The officer accepted corrupt prison staff smuggling contraband was part of the problem, saying: "We know it certainly happens. Everybody working within prisons is potentially at risk of corruption."

As part of it's day of action, GMP had officers inside the four prisons to assist prison staff to manage visits from inmates' families, which is another way contraband is brought into jails. HMP Forest Bank manages 600 visitors every day.

Police in hot pursuit after a motorist sped away from HMP Forest Bank
(Image: Manchester Evening News)

Asked if prisons did enough to prevent drugs coming in, Supt Bickthorpe said: "It's difficult to say. I think it's fair to say they are really alive to it and really aware of it."

The operation also saw police helping to search staff going into Strangeways jail, including searches of their vehicles when they arrived at work. A police drone was also used to scan the area.

Assistant Chief Constable John Webster, of GMP, said families were using children to smuggle contraband into prisons. He told the Manchester Evening News: "Anybody who smuggles contraband - and we are talking drugs here - into prison is extraordinarily foolish and ill-advised." He described as 'diabolical' that children aged from 14 were subjected to such 'exploitation'.

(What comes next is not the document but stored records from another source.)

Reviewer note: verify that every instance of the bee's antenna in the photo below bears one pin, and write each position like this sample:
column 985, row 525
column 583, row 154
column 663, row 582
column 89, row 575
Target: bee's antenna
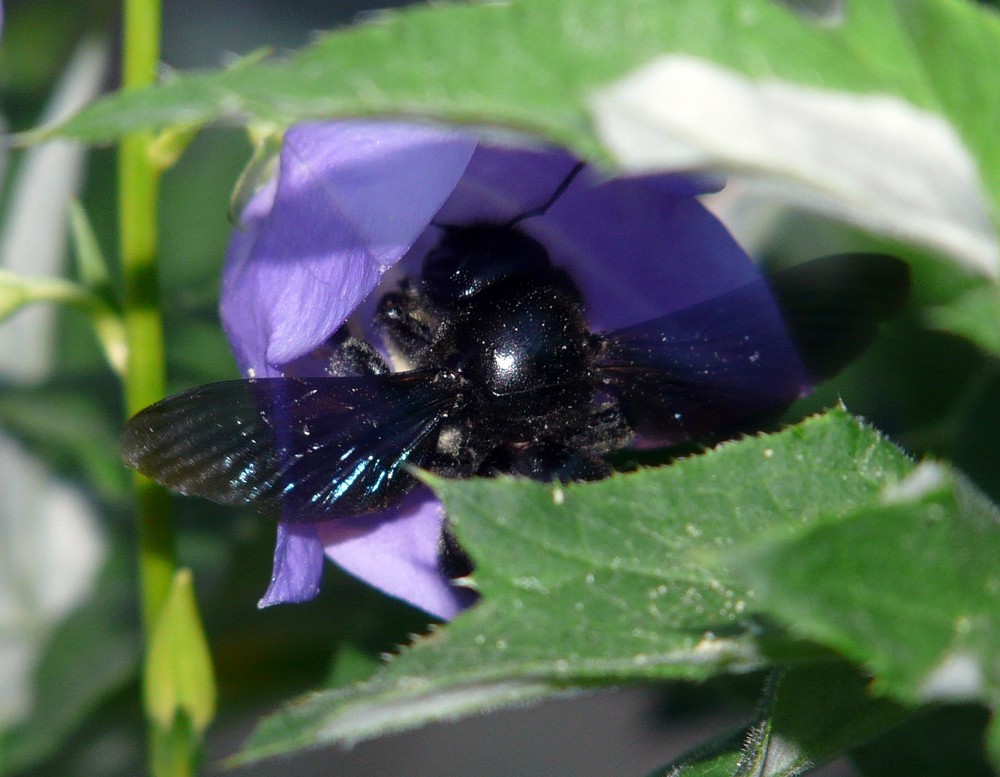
column 555, row 196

Some inmates have managed to run huge drugs supply rackets from behind bars. One of them, Omar Din, 36, facilitated the sale of 'large quantities of drugs with an established criminal network on the outside'. Working from his cell at HMP Risley, he was said to have 'trusted associates who he directed to do the dirty work' - together with links to Holland, Hungary, Morocco, and Albania.

In 2021, Din was convicted of two conspiracies to supply class A drugs, namely cocaine and heroin. He was sentenced to seven years and three months in jail after going on the run for six years to evade police, who finally caught up with him and arrested him as he travelled from Istanbul in Turkey to Sweden.

Two years after he was jailed his prison cell at HMP Risley in Warrington was searched, with an iPhone and a charger cable found in a foam exercise roller under his bed. Greater Manchester Police said it 'soon became clear' the phone was being used to supply drugs and was controlled by Din. He was jailed for a further 20 years after pleading guilty to conspiracy to supply drugs.

Police stationed outside HMP Forest Bank
(Image: Manchester Evening News)

At a police briefing ahead of the launch of Wednesday's operation, officers were told that HMP Forest Bank had seen a 'significant number' of smuggling offences in the past year and that they were fuelling attacks on staff.

In the five months to September, police had recorded more than 350 crimes at HMP Forest Bank, including violence and public order offences, officers who had gathered for the op were told. More than 60 offences of conveyance – smuggling items into prison – had been recorded in the past year, police were told.

Drones are believed to be the favoured method to transport banned items into jails but officers said friends, relatives and even children have been known to hand over contraband on social visits. One officer said a £50 bag of cannabis would sell for 'hundreds of pounds' in prison, adding: “People get slashed all the time for it”.